New York City and the North Country have very little in common. One thing they do share, however, is a high rate of poverty. Twenty-five years ago the North Country had two prisons; now it has eighteen correctional facilities, and a nineteenth is under construction. They run the gamut from maximum-security prisons to drug-treatment centers and boot camps. One of the first new facilities to open was Ray Brook, a federal prison that occupies the former Olympic Village at Lake Placid. Other prisons have opened in abandoned factories and sanatoriums. For the most part North Country prisons are tucked away, hidden by trees, nearly invisible amid the vastness and beauty of the Adirondacks.

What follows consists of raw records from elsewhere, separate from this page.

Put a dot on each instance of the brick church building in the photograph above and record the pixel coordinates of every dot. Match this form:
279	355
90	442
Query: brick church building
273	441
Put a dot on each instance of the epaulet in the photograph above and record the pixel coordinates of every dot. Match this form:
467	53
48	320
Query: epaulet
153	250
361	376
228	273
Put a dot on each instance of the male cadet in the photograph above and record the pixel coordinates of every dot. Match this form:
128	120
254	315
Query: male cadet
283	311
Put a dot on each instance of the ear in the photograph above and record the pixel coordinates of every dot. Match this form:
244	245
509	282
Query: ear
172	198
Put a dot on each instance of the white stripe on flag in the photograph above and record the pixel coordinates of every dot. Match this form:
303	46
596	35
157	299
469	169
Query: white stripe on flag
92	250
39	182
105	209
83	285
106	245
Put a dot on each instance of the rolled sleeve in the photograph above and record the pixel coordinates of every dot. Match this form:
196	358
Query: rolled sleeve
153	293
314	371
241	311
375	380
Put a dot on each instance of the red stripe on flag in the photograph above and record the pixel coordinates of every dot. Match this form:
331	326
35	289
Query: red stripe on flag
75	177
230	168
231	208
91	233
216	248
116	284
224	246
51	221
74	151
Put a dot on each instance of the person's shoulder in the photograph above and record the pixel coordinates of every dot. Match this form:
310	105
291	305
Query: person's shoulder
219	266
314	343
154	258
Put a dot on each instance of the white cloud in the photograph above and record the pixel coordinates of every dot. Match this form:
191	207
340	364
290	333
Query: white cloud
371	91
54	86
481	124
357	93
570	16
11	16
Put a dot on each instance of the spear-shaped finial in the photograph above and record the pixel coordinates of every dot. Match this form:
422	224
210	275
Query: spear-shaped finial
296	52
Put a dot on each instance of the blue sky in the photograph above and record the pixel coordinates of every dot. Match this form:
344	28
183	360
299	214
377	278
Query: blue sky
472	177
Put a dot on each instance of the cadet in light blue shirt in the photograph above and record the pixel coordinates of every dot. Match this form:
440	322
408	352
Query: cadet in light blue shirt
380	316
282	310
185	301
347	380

But they have brought profound change. Roughly one out of every twenty people in the North Country is a prisoner. The town of Dannemora now has more inmates than inhabitants. The traditional anchors of the North Country economy—mining, logging, dairy farms, and manufacturing—have been in decline for years. Tourism flourishes in most towns during the summer months. According to Ram Chugh, the director of the Rural Services Institute at the State University of New York at Potsdam , the North Country's per capita income has long been about 40 percent lower than the state's average per capita income.

The prison boom has provided a huge infusion of state money to an economically depressed region—one of the largest direct investments the state has ever made there. The economic impact of the prisons extends beyond the wages they pay and the local services they buy. Prisons are labor-intensive institutions, offering year-round employment. They are recession-proof, usually expanding in size during hard times. And they are nonpolluting—an important consideration in rural areas where other forms of development are often blocked by environmentalists.

Prisons have brought a stable, steady income to a region long accustomed to a highly seasonal, uncertain economy. Anne Mackinnon, who grew up in the North Country and wrote about its recent emergence as New York's "Siberia" for Adirondack Life magazine, says the prison boom has had an enormous effect on the local culture. Just about everyone now seems to have at least one relative who works in corrections.